It is unsurprising that the film was such a success. There is simply nothing to change in it. The plot is brilliant, the story is moving, and the idea of a parallel world full of monsters scaring children at night, touches kids as well as grown-ups. The movie nuances and parodies a lot of our daily life, from our childhood nightmares, to the corporation life of employees. The question of ethics is also central to the movie, as we see the different reactions to the child issue in the company including the scary, but unfortunately not that surprising, reaction of Waternoose (James Corbun).
One of the most unforgettable scene is when Sulley thinks Boo is gone in the compressing machinery and goes from an anxiety to a nearly fainted state.
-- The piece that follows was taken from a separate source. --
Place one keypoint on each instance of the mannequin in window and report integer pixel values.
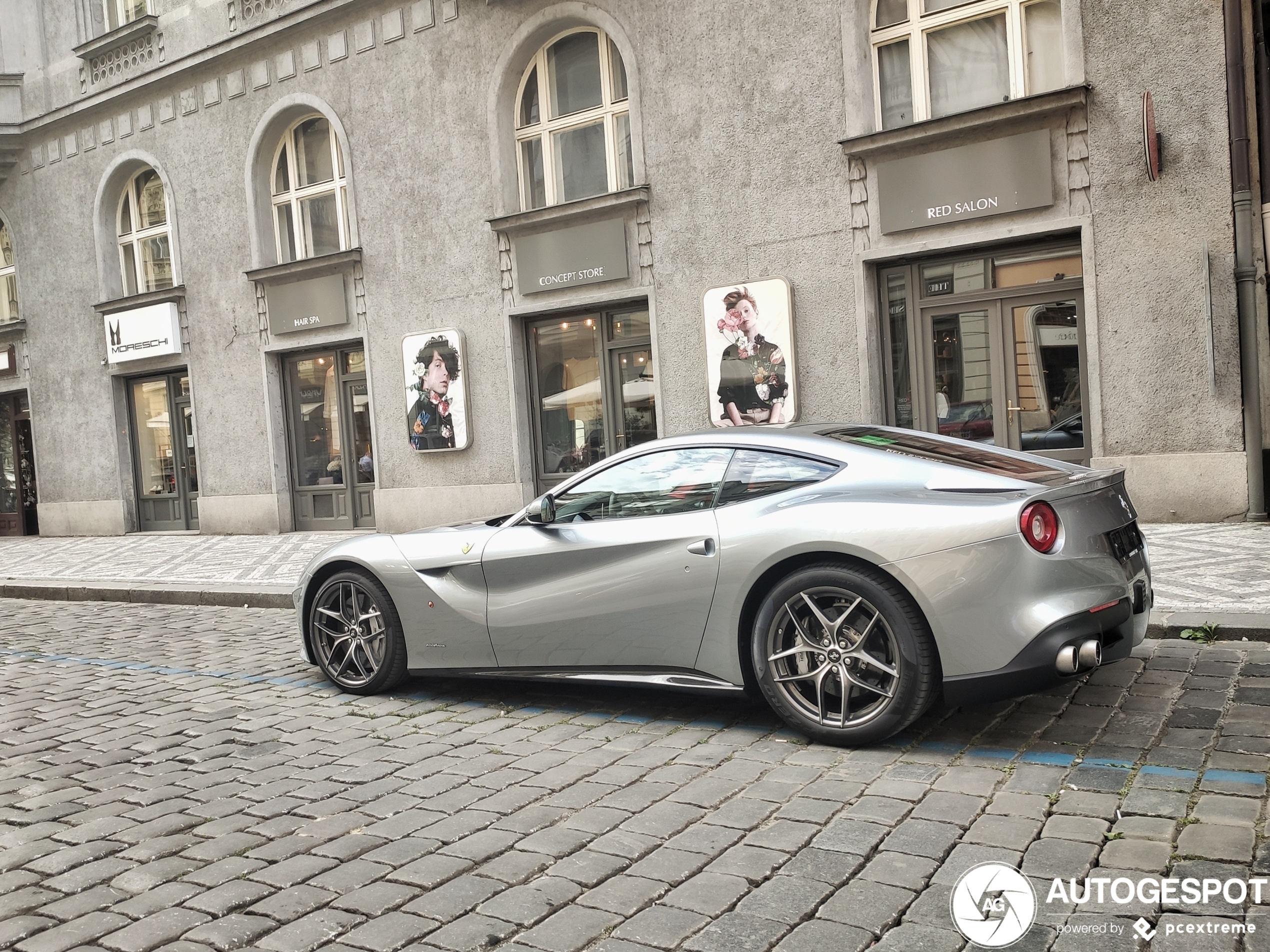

As a result, Sulley has become one of the most popular kid character to impersonate during Halloween. Mike Wazowski also became one of the best animated characters ever being created, despite not being the camera’s favourite. In addition, Randall (Steve Buscemi) shines as the obvious old-fashioned villain that everyone likes, and hates at the same time.
Even fifteen years later the movie is still good fun, full of wit and does not have an old-fashioned air that some animated films suffer from. Due to its huge success, Pixar released a sequel, twelve years after the original movie, Monster University (2013) in which the audience follow Mike, Sulley and Randall back at their time at Monster University, and how a life-time friendship was born between the two main characters. Monsters, Inc. definitely stays one of the best choices for family time, or a throwback childhood memory night.